Per gli ultimi due secoli invece?
La sezione dedicata all’Ottocento e al primo Novecento documenta l’evoluzione del gusto borghese e del sentimento del vero, dalla pittura romantica, al Realismo e all’Impressionismo. Esponiamo, ad esempio, due straordinarie opere: una natura morta di Camille Pissarro e un raffinato paesaggio di Alfred Sisley. Arrivando all’Italia spicca Alberto Burri con una «Combustione» del 1961, oltre a numerosi altri nomi tra cui Ardengo Soffici, Ugo Castellani, Umberto Prencipe, Amerigo Bartoli, Orneore Metelli e Aurelio De Felice fino ad Agostino Bonalumi.
Com’è costituita la raccolta della Fondazione Carit?

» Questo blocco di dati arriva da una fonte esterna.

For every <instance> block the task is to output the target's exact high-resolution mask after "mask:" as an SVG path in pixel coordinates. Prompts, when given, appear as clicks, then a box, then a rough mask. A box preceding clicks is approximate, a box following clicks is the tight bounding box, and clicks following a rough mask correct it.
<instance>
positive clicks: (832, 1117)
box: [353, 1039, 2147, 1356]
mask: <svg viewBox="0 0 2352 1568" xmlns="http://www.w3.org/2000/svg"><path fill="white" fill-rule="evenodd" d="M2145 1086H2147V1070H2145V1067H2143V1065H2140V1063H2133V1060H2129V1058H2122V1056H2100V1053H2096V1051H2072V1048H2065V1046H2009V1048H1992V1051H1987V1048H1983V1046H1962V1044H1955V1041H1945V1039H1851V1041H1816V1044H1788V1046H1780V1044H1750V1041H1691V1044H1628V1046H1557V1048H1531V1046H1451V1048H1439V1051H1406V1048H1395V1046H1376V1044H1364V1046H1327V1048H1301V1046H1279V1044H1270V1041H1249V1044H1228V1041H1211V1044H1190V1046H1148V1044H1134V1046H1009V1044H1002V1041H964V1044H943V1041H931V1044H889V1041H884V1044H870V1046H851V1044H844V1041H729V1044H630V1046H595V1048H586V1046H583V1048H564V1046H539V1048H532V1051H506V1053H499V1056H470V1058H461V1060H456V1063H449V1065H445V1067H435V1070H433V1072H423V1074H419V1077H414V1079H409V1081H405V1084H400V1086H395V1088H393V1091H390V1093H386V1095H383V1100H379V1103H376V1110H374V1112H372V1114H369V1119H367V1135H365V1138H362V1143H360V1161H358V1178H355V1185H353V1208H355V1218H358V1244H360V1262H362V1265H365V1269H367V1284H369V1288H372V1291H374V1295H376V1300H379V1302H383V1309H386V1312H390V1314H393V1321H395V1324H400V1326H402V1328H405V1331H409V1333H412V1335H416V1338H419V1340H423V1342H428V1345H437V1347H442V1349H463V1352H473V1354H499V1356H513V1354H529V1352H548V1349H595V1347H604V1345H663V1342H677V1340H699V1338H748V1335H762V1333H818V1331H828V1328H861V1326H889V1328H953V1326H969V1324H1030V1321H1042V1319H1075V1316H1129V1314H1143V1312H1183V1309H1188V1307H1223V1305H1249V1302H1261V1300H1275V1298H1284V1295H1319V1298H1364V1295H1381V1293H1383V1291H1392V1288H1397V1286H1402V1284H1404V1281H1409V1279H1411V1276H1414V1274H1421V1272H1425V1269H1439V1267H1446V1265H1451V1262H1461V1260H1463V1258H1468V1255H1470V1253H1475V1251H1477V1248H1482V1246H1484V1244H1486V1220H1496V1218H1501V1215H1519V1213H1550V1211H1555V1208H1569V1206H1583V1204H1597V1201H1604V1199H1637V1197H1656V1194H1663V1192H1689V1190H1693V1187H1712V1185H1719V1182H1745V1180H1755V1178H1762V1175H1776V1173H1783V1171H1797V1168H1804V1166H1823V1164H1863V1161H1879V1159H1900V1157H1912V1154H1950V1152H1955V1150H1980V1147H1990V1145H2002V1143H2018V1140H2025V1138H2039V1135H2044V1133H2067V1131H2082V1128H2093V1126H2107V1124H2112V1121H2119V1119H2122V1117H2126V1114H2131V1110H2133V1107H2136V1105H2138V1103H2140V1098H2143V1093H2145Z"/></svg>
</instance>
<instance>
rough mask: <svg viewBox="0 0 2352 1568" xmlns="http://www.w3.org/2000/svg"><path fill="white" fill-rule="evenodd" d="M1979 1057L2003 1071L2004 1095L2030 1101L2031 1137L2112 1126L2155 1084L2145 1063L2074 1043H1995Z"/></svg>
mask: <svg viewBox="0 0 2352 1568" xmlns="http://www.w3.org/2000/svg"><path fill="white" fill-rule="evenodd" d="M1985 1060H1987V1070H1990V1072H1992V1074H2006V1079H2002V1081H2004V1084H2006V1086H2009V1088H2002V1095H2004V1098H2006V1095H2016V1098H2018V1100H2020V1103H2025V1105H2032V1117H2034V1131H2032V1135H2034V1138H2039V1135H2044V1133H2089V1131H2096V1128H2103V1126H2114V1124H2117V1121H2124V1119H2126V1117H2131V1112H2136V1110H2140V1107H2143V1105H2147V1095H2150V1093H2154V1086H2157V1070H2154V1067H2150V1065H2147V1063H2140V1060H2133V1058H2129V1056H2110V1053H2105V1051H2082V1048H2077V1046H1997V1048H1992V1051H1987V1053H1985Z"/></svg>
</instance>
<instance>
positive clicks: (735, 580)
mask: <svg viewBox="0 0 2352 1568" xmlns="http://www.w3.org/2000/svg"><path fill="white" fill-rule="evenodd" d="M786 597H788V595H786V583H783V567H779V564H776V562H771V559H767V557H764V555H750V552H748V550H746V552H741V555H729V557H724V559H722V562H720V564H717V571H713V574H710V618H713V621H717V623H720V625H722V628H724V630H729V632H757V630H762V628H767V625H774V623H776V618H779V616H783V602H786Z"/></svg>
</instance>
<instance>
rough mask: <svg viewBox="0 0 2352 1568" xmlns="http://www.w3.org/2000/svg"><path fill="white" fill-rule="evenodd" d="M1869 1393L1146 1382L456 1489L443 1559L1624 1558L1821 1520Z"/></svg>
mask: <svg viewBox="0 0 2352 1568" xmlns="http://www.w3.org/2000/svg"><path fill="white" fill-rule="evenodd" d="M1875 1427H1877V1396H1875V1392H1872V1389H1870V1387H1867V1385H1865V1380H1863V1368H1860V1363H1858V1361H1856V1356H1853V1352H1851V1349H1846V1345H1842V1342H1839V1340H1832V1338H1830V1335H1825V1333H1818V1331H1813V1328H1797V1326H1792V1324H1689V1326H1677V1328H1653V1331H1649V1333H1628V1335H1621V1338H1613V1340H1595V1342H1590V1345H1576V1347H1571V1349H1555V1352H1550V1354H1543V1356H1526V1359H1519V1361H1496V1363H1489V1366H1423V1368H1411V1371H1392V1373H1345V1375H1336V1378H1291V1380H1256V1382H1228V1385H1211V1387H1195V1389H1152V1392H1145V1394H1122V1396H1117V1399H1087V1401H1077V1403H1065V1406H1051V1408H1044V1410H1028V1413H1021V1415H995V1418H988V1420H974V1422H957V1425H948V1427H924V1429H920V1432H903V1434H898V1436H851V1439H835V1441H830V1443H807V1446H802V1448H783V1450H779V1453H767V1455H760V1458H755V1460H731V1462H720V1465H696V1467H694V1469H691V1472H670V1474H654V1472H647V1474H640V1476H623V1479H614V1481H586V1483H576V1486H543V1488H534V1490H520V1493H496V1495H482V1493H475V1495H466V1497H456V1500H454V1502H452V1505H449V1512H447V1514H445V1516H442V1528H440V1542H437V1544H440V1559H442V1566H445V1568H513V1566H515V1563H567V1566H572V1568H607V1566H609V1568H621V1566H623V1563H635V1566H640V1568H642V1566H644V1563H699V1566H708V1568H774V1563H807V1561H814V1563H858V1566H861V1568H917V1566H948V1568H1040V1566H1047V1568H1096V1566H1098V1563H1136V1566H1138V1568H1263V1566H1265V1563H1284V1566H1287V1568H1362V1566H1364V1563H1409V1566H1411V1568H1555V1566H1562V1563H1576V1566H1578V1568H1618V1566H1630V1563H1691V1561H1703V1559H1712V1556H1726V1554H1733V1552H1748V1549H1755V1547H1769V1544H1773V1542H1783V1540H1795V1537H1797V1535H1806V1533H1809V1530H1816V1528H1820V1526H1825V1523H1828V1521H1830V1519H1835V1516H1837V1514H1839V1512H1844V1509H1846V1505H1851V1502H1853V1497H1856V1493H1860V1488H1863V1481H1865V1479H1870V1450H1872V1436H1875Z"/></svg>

Abbiamo un ricco patrimonio storico costituito da oltre 1.100 opere suddivise in due nuclei storici: il primo deriva dal conferimento di beni mobili da parte della Cassa di Risparmio di Terni e Narni avvenuto nel 1992; il secondo è costituito da beni acquistati direttamente dalla Fondazione a partire dalla sua nascita, nel luglio 1992, che tuttora viene incrementato con nuove e preziose donazioni e acquisizioni prevalentemente da case d’asta nazionali e internazionali. Quest’ultimo nucleo si compone di oltre mille opere tra oli su tela, tavola e carta, acquerelli, disegni e grafiche, sculture lapidee e in bronzo: la parte più rilevante è rappresentata dal fondo «Guido Mirimao», costituito da 932 opere devolute dalla moglie dell’artista nel 2015, cui la Fondazione ha dedicato una mostra ed esposizioni permanenti a Palazzo Montani Leoni.